Aysha Rafaeles neuer Film Rache bricht mit Klischees über asiatische Brit:innen
Theo SchmitzAysha Rafaeles neuer Film Rache bricht mit Klischees über asiatische Brit:innen
Aysha Rafaeles neuer Dokumentarfilm Rache: Mord in der Heide feiert am Sonntag Premiere auf Channel 4
Die neueste faktenbasierte Dramaproduktion der vierfachen BAFTA-Preisträgerin Aysha Rafaele, Rache: Mord in der Heide, erzählt die Geschichte der Ermordung von Gagandip Singh. In den Hauptrollen sind Asim Chaudhry und Laila Rouass zu sehen. Rafaele setzt sich weiterhin für vielfältigere Erzählperspektiven im britischen Fernsehen ein.
Gemeinsam mit ihrem kreativen Partner Joseph Bullman bevorzugt sie es, ihre Projekte direkt an Dokumentarfilm-Teams zu pitchen. Dieser Ansatz beschleunigt die Entwicklung und umgeht langwierige Genehmigungsverfahren. Zudem entscheiden sie sich bewusst für geringere Budgets, um die volle künstlerische Kontrolle über ihre Arbeiten zu behalten.
Zu Rafaeles früheren, vielbeachteten Produktionen zählen Dramen wie Von meinem Vater ermordet, Weil ich anders war und Von meinen Schulden in den Tod getrieben. Trotz ihres Erfolgs fällt es ihr nach wie vor schwer, Geschichten über die eigene Community auf die Leinwand zu bringen.

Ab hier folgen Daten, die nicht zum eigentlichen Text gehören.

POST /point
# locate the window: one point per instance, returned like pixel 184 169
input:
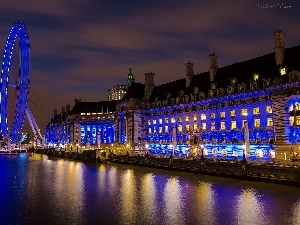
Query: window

Sie kritisiert die mangelnde Vielfalt in der Darstellung von Schwarzen Brit:innen und Brit:innen asiatischer Herkunft – ein Problem, das sich ihrer Meinung nach seit 2017 kaum verbessert hat.
In Rache stellt Rafaele gängige Klischees infrage, die in Krimiserien oft zu finden sind: Asiatische Mädchen werden häufig als passiv dargestellt, während Jungen auf die Rolle des „braven Musterschülers“ reduziert werden. Die aktuelle Tendenz, sich in Serien wie Adoleszenz oder Glaub mir mit den dunklen Seiten der menschlichen Natur auseinanderzusetzen, spiegelt ihrer Ansicht nach eine generelle Faszination für düstere Erzählstoffe wider.
Die neue Serie wird am Sonntagabend auf Channel 4 ausgestrahlt. Rafaeles Werk macht deutlich, wie groß die Lücken in der Repräsentation nach wie vor sind – selbst in einer Zeit, in der ihre eigenen Projekte zunehmend Anerkennung finden. Mit Rache möchte sie komplexere Geschichten über britisch-asiatische Communities einem breiten Publikum näherbringen.